As silly as it may once have seen, there are many reasons to compare food to indie rock as a cultural touchstone in 2012. Young fans who may have once defined their worth on concert attendance are jumping on food fads and into no-reservation queues with the zeal they may have once saved for festival tents, while live-documenting them on Foursquare, Yelp and Instagram. Tattooed chefs, meanwhile, have “rock star” personas, while their adventurous dishes have been made accessible to the masses via food trucks and “underground” market stalls. Peruse some of the critical discourse and you’ll see even see similar debates in both disciplines: authenticity, originality, cultural appropriation, and DIY “punk rock” ethics.

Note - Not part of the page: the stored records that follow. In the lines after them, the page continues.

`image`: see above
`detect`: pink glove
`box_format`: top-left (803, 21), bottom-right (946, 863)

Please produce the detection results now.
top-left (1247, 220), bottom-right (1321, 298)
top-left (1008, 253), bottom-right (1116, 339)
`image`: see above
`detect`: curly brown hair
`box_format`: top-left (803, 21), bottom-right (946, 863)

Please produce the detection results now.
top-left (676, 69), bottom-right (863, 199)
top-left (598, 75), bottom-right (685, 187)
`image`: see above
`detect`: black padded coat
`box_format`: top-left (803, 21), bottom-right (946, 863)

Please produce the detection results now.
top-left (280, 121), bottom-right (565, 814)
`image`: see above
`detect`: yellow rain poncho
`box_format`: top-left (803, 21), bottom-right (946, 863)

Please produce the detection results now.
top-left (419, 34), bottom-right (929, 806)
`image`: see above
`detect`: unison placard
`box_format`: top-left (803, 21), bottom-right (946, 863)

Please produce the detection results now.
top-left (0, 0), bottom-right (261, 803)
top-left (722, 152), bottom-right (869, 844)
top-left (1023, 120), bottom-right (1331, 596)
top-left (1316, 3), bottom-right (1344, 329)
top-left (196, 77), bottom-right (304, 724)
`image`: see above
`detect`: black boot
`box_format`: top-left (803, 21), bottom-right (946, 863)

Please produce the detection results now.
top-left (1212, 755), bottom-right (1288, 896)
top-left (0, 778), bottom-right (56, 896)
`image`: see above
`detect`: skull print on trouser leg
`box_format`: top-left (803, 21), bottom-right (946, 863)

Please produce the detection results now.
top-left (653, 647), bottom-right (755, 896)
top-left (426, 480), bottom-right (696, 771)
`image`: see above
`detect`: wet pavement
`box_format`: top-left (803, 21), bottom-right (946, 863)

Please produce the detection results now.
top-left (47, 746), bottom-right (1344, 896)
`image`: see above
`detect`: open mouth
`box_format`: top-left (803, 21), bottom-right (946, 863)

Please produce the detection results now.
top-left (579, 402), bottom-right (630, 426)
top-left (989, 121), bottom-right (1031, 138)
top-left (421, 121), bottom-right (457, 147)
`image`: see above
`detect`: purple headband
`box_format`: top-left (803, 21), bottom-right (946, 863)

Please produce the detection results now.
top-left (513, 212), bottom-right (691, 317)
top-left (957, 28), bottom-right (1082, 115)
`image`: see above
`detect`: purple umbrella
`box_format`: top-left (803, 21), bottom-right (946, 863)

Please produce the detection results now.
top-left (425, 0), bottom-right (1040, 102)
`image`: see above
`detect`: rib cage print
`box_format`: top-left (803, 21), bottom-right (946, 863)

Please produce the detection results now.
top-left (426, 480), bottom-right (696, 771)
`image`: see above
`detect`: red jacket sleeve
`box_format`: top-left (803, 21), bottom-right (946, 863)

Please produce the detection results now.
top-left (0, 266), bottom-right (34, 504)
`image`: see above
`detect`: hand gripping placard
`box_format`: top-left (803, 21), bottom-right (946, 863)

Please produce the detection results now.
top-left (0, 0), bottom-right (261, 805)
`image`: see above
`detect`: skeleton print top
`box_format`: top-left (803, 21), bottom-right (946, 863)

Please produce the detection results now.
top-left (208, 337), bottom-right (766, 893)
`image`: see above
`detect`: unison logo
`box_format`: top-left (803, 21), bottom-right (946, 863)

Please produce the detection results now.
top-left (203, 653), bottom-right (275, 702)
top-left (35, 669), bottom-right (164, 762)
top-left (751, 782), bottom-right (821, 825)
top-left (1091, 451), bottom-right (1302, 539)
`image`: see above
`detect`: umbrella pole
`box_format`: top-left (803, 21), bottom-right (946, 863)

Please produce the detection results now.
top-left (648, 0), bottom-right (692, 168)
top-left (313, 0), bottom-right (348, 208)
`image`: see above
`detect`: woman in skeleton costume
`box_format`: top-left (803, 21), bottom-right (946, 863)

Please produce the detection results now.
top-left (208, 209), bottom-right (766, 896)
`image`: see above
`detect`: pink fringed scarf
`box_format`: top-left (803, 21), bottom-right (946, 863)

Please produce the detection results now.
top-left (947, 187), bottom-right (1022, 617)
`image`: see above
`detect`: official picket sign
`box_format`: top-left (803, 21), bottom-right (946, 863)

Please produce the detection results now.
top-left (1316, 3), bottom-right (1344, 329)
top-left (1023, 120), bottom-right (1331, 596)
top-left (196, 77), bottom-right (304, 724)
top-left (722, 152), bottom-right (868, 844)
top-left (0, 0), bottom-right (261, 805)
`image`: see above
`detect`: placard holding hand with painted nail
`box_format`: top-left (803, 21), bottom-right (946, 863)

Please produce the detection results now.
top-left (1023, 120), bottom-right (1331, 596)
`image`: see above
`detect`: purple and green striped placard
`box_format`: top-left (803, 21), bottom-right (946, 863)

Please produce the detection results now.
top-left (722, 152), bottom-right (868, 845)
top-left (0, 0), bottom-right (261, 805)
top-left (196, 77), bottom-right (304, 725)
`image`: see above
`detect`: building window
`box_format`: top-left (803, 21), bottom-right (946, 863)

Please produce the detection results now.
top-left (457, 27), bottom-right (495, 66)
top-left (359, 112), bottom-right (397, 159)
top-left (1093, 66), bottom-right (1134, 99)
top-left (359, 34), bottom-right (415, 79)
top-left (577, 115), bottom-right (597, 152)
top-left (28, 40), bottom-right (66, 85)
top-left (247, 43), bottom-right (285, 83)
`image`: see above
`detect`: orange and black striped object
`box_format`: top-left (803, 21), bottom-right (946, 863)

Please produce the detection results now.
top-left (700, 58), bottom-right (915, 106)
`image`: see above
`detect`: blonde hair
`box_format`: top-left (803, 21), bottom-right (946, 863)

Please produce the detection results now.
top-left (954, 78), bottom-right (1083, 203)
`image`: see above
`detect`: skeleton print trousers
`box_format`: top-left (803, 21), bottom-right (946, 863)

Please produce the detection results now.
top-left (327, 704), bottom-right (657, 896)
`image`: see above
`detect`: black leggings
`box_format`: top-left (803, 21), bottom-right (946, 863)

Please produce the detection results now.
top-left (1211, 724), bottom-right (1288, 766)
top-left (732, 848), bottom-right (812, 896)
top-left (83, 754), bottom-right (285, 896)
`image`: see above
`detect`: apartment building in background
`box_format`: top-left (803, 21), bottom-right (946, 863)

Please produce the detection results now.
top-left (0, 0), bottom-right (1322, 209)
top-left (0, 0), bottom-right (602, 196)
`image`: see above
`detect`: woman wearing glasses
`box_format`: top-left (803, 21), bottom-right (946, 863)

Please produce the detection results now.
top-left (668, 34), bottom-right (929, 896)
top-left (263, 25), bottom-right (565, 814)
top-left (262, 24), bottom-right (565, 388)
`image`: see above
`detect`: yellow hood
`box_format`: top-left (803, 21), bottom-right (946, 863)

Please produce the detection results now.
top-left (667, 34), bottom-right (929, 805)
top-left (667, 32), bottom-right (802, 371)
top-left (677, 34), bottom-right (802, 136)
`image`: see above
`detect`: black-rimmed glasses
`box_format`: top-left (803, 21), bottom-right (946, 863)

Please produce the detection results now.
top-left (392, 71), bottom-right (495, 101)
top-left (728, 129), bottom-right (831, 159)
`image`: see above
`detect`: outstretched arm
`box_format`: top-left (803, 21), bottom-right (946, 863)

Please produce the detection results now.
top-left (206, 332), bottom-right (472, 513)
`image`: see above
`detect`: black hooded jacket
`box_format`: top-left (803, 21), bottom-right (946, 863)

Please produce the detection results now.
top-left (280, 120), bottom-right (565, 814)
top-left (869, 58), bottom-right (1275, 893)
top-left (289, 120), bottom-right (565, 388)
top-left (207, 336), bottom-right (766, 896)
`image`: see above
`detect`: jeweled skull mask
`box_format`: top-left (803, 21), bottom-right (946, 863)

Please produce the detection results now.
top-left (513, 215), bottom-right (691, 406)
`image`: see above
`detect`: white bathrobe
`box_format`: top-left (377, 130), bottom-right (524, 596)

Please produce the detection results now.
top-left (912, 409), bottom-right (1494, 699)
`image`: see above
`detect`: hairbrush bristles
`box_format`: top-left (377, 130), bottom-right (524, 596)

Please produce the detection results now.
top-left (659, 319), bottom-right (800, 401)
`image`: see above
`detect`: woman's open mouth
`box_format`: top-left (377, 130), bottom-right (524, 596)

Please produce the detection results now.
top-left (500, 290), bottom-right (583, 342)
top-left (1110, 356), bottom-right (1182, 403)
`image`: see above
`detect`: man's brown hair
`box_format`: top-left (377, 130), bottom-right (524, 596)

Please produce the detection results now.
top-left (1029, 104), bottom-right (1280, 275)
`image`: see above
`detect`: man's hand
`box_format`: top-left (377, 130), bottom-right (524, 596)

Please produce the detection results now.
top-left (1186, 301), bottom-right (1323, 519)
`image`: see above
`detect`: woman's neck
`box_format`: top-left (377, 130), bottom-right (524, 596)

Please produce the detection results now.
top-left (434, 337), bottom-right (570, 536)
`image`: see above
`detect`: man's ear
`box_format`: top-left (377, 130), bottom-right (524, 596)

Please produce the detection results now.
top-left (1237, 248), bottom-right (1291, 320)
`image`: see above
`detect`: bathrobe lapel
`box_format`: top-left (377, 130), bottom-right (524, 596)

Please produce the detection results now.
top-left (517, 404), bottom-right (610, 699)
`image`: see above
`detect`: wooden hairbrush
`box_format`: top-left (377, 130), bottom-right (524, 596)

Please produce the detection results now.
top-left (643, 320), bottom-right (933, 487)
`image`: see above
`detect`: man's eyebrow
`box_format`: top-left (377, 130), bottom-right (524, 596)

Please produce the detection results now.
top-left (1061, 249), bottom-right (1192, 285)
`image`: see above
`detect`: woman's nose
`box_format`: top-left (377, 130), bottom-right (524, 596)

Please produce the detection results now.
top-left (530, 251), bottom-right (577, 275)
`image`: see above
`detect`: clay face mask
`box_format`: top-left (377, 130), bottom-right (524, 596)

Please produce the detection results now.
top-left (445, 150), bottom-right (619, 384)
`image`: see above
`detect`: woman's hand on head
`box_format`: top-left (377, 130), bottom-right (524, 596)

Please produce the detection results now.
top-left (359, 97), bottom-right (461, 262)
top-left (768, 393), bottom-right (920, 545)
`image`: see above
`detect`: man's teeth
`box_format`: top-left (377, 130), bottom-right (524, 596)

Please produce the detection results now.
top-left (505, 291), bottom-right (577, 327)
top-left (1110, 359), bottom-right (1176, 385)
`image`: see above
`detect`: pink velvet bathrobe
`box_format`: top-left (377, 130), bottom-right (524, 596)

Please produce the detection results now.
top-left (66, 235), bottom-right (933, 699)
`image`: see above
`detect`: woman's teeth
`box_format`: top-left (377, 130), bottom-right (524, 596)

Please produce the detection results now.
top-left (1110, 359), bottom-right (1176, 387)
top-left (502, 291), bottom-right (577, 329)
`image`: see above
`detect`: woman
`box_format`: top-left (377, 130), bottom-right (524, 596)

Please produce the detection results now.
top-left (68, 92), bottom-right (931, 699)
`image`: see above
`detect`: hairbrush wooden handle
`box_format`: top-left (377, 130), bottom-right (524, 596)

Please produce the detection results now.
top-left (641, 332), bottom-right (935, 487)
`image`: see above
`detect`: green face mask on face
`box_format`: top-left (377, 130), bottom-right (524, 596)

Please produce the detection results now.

There’s nothing wrong with spotlighting and elevating festival food—it’s hard to argue with a craft brew over warm Budweiser or homemade eats over hastily warmed hot dogs. And, in fact, festivals have been doing so for awhile now. Lollapalooza has its own “culinary curator,” while closer to home Toronto’s semi-annual island and Downsview Park concerts have replaced Pizza Pizza with independent, local offerings from outlets like Caplansky’s and Urban Herbivore.

Canada’s marquee indie festival, Osheaga, offers its ultra-VIPs top-notch eats from celebrity chefs, while the regular joes subsist on corn dogs and pizza cones, but its not hard to foresee the food-obsessed Toronto putting on something like the Great GoogaMooga (generally, if something happens in New York, it’ll make its way to Toronto eventually). Louis CK was just announced as the headliner of the Just For Laughs offshoot JFL42, which is already selling tickets on the promise of 41 other unnamed “things,” and it wouldn’t be such a stretch to guess that food is one of them.

GoogaMooga isn’t even the only food-and-music (again in that order) festival. Chipotle has its own, Sweetlife has been testing the concept, and the Bon Appetite Grub Crawl will soon make its way across Brooklyn, New Orleans, and Los Angeles. Smaller scale in Toronto, the DIY-focused Feast In The East series has been pairing music with food ever since it launched.

But resemblances don’t make exact equations, and, as the GoogaMooga disaster shows, trying to literally turn food into indie rock just doesn’t work. Lining up for the mere possibility of eating a $15 morsel of gourmet comfort food doesn’t have the same transformative, communal effect as catching your favourite band play an amazing festival set. Each sphere offers its own challenges, advantages, and requirements for enjoyment, and ignoring that doesn’t serve either well.

Besides, everyone knows TV is the new indie rock.